La flûte enchantée par René Jacobs, NIN et Johnny Cash, DM Sith


Par Alain

 

Ce n’est pas si fréquent qu’une jeune femme seule pousse la porte des magasins de hifi.


Hélas.

La technique ne les intéresse pas, dit-on. Je ne sais pas, c’est possible. Le matériel surement pas pour la plupart en effet, ce en quoi elles ont bien raison : ce n’est pas intéressant. Seul le résultat devrait compter.
Pour autant, peu de jeunes femmes admettent qu’il est nécessaire quand même d’avoir un beau système de reproduction pour comprendre la musique ou, à tout le moins, ne pas trahir le sens voulu par l’interprète. Je les aime beaucoup (les femmes… ah oui les interprètes aussi, surtout quand ce sont des femmes !), mais je ne suis pas forcément toujours d’accord avec elles.
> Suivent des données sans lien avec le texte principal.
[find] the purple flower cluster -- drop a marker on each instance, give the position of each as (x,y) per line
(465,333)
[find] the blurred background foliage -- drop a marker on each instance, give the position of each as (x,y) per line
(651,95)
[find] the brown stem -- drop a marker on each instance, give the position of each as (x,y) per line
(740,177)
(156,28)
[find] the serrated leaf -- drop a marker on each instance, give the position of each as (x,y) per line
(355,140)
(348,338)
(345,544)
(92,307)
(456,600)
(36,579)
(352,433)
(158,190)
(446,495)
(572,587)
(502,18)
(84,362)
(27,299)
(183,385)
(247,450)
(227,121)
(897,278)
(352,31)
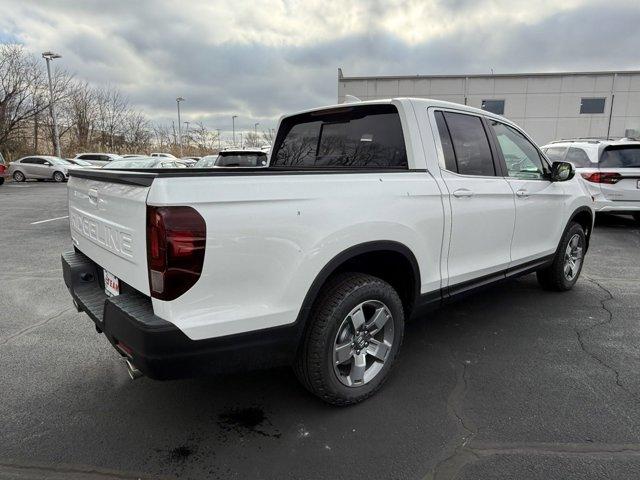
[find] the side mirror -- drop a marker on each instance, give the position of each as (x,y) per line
(562,171)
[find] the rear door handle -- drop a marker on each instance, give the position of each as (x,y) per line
(463,192)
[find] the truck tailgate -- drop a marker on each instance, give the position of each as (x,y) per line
(108,224)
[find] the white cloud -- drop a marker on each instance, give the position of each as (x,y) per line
(259,59)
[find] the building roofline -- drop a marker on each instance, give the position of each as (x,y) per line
(343,78)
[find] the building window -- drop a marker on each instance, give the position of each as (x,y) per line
(592,105)
(493,106)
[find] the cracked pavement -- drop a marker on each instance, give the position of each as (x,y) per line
(512,382)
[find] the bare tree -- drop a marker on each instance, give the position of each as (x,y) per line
(252,139)
(137,132)
(268,136)
(112,109)
(83,113)
(23,90)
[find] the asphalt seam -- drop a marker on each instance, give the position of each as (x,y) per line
(461,455)
(580,335)
(104,473)
(33,327)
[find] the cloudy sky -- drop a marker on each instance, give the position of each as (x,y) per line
(258,59)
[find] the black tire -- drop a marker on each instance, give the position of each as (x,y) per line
(314,364)
(554,276)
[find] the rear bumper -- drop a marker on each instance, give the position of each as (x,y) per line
(157,347)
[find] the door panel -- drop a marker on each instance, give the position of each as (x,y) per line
(538,201)
(483,216)
(482,204)
(538,224)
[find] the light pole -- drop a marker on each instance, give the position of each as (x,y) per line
(233,122)
(48,56)
(178,100)
(187,134)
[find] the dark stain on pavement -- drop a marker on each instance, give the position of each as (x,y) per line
(251,420)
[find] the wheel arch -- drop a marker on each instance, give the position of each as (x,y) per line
(396,260)
(585,217)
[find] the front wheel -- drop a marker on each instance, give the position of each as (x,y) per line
(352,341)
(563,273)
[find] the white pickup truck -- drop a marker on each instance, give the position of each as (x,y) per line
(368,215)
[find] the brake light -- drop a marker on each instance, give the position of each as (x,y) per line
(176,239)
(602,177)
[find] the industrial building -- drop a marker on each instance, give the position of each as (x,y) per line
(549,106)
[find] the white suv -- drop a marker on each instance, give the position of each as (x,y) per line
(611,169)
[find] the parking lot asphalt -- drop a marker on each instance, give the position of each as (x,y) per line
(513,382)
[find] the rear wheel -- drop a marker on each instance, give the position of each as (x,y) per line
(352,341)
(563,273)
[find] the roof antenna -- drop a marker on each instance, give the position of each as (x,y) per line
(351,99)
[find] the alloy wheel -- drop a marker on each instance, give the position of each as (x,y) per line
(362,344)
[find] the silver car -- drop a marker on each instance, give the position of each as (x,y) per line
(40,167)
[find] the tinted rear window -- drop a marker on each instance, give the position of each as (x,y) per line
(621,156)
(240,159)
(470,144)
(354,137)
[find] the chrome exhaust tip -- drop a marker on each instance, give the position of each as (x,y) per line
(133,372)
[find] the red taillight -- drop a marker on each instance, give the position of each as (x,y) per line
(176,238)
(602,177)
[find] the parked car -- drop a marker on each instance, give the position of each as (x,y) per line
(98,159)
(145,162)
(40,167)
(3,169)
(367,215)
(81,163)
(246,157)
(611,169)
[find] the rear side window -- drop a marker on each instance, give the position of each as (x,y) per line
(445,140)
(578,157)
(354,137)
(520,155)
(470,144)
(621,156)
(555,154)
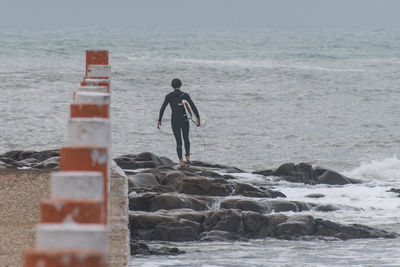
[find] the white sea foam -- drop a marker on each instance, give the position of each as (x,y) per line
(385,170)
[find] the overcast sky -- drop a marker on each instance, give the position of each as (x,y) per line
(202,13)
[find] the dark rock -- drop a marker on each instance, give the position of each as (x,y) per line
(344,232)
(316,195)
(157,174)
(244,204)
(251,191)
(147,220)
(229,177)
(143,179)
(129,162)
(286,169)
(140,202)
(298,225)
(220,190)
(283,206)
(395,190)
(268,172)
(333,178)
(224,220)
(172,177)
(217,235)
(228,169)
(194,186)
(326,207)
(174,202)
(140,248)
(51,163)
(176,231)
(210,174)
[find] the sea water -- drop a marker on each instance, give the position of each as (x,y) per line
(270,96)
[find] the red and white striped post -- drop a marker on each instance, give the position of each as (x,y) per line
(73,227)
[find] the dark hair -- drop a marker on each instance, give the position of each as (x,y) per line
(176,83)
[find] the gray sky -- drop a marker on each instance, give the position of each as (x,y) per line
(202,13)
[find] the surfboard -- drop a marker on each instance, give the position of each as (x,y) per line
(191,116)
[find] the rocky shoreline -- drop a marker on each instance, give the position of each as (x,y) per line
(208,202)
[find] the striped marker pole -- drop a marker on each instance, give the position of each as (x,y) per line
(73,228)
Même si je déteste les généralisations…


Donc, s’il est rare qu’une jeune femme pousse la porte d’un magasin de hifi, c’est encore plus rare que ce soit une très charmante demoiselle !
Suis-je avare... Une jeune femme craquante à faire douter un bataillon de moines !


- Et Mozart alors ?
- Ça vient, ça vient !


Ce n’est même pas moi qui l'ai accueillie, cette vertigineuse demoiselle (vraiment très grande !) accompagnée d'un tout petit chien, elle qui m’a ému, mais mon vieil ami qui vient tous les jours me donner un coup de mains ou partager des instants de musique....


Lui :
- Il est mignon votre... euh... Votre... euh...
Elle :
- Un chien, c'est un chien !
Lui :
- Ah oui, euh...
Elle :
- Ce n'est pas un rat ! Un tout petit chien, certes, mais pas un rat !
Lui :
- Ah, hum, oui, bien sûr... Évidemment... Hum...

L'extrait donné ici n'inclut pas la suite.